Fig. 4.. Murine TR-T_reg gene signature defines an orthologous subset among human NSCLC TIL-T_reg that is enriched in anti–PD-1 R.

(A) Red scale overlay of the TR-T_reg gene score, with red indicating higher expression and blue indicating low expression. Red dotted line represents the UMAP region with highest expression. Refined clustering was performed on the T_H1-like/cytotoxic subset, and 2D UMAP projection of six unique subclusters (SC0-SC5) is visualized by UMAP and marked by color code. (B) Relative expression of the top 10 most differential genes for each subcluster is visualized on a heatmap. (C) The expression of biologically relevant genes from the TR-T_reg score is visualized in red scale. (D) Boxplots showing differences in expression of FoxP3 (P = 6.8 × 10⁻⁹), IL2RA (CD25; P = 1.9 × 10⁻¹), and TBX21 (Tbet, P = 0.00024) by TIL-T_reg in SC0 versus all other T_reg.
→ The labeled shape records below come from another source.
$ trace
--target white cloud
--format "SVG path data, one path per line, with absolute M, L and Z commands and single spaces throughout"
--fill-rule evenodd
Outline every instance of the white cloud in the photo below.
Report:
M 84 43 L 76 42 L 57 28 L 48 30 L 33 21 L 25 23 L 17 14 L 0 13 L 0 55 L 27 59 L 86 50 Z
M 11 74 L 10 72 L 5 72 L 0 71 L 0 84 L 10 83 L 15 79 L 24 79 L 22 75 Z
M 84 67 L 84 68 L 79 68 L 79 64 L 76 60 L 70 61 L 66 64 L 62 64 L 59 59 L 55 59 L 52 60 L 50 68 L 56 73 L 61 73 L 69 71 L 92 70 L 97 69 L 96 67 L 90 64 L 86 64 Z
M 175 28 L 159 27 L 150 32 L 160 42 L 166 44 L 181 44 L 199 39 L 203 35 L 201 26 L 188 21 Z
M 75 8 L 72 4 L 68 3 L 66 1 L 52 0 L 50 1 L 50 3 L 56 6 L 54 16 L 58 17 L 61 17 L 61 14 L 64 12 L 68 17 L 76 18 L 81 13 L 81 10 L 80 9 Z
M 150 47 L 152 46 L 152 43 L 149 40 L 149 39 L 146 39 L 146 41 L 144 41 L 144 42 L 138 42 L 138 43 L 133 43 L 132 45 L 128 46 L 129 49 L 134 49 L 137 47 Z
Each dot represents an individual tumor sample per patient (n = 14). Comparisons were performed at the individual patient level using paired t test. Patient-averaged log₂-transformed and library size–normalized expression values are shown. (E) Cell density plots of the T_H1-like/cytotoxic T_reg subclusters stratified by response/treatment status. The TR-T_reg score^hi population is indicated with a dotted line. Increased density is represented by red scale, and decreased density is represented by green/blue. (F) Boxplots showing the frequency of SC0 in the tumors (left) and adjacent NLs (right) of NR (red) and responders (blue). Comparisons were performed at the individual patient level using Wilcoxon rank test. (G) Diffusion map with RNA velocity between SC0, Activated (1)/OX40^hiGITR^hi, and LN-homing clusters for NR (left) and R (right). (H) Cross-cluster sharing of T_reg TCR clonotypes detected in the SC0 subcluster with non-SC0 T_reg and T_conv clusters (as shown in fig. S1C). Red indicates a higher frequency of the clone in the relevant subcluster. T_cm, central memory T cells; T_em, effector memory T cells.